Thu, Aug 20, 2015
Sterio.me has also been featured in BBC and The Guardian. The group was even nominated for the Global Mobile Award: Young innovator of the year 2015.
Sterio.me is an application created in Lesotho to help students enjoy their homework. It runs on mobile phones for teachers and their learners. It makes education accessible, therefore helping the 18% of the world population that is illiterate and the 60% that is offline as the application does not need any internet connection.
It was not so unexpected of Lesotho to make another move towards evolving their education systems. Lesotho has a good history of valuing education. It spends 13% of its GDP on education only, which is higher that of any country. From the year 2000, Lesotho has had free education and in 2010, primary education became compulsory. There is no sexism when it comes to education considering Lesotho has more girls attending school than boys.
Sterio.me was started by Daniel Reid, Dean Rotherham and Christopher Prujisen, the current CEO. In 2013, Prujisen attended the 2013 Start-up Bus hackathon organized by Ampion to share his start-up idea. During this road trip, he grew the idea, popularised it and even got EUR 50,000 for the project.
Back in Lesotho, sterio.me further grew to have more than a thousand questions. The application sends lessons and quizzes to phones. It also has a text to speech programme that reads out several multiple choice questions to be answered by keypad. The operations run real-time letting the teacher get everything on time.
The program is supported by Vodacom group Limited, an African mobile communications company that provides voice, messaging and data services. Vodacom has also offered to pay for free airtime that will be used by the phones.
Sterio.me has been widely accepted by many.
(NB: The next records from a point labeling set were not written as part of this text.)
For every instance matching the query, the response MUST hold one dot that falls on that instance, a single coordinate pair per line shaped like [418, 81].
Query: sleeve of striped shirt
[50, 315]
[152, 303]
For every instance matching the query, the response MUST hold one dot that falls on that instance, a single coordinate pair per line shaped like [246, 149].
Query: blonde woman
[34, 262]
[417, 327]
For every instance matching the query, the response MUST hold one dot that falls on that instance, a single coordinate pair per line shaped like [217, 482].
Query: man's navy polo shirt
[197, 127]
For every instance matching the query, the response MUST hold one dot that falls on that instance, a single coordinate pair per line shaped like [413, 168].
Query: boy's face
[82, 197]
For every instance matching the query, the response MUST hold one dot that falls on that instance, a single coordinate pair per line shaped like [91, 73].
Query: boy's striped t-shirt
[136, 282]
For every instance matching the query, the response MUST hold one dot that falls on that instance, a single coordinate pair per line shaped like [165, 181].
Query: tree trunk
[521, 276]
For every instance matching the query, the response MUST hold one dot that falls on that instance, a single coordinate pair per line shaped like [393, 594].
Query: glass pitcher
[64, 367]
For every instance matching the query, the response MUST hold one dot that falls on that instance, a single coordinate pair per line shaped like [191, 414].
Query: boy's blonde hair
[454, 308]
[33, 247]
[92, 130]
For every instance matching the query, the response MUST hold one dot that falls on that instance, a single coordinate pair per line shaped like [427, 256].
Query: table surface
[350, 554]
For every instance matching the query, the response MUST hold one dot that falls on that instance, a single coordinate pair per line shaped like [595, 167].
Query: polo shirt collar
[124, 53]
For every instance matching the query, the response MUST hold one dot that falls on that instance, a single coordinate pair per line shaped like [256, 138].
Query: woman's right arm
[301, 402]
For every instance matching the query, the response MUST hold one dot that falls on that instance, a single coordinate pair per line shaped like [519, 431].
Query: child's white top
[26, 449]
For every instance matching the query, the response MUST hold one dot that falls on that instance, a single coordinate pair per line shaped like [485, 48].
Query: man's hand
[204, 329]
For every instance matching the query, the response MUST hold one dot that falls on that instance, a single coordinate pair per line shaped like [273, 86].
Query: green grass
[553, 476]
It is also to be launched in Zimbabwe as Zimbabweans see it as a viable project. “For the moment, feedback from the students has been so positive that we trust they will complete the quizzes for their own benefit.” Said Christopher Prujisen. Sterio.me has also been featured in BBC and The Guardian. The group was even nominated for the Global Mobile Award: Young innovator of the year 2015. They were also ‘Launch edu’ finalists and have won more awards since their idea in 2013.
However, the sterio.me application still faces the same challenge that the traditional method of giving homework faces. Some people argue that sterio.me allows people to cheat as other parties may type in the answer for the students. Students can cheat using sterio.me in their homework just as much as they would do on paper. Anyone could get someone else to write their homework and present it as their own. However, these creative innovators are working on a way to reduce the cases by limiting the time one gets to answer a question and also by shuffling the questions for homework.
Another problem is that the application runs on mobile phones and requires students to have phones yet a mobile phone is not a priority to students’ parents in Lesotho. Some guardians are against children owning phones and some cannot afford phones either.
The group has not stopped at Lesotho though. They plan to include mobile English language learning for Asia and Latin America. Now look at that! It is not only revolutionizing education in Asia but also Latin America.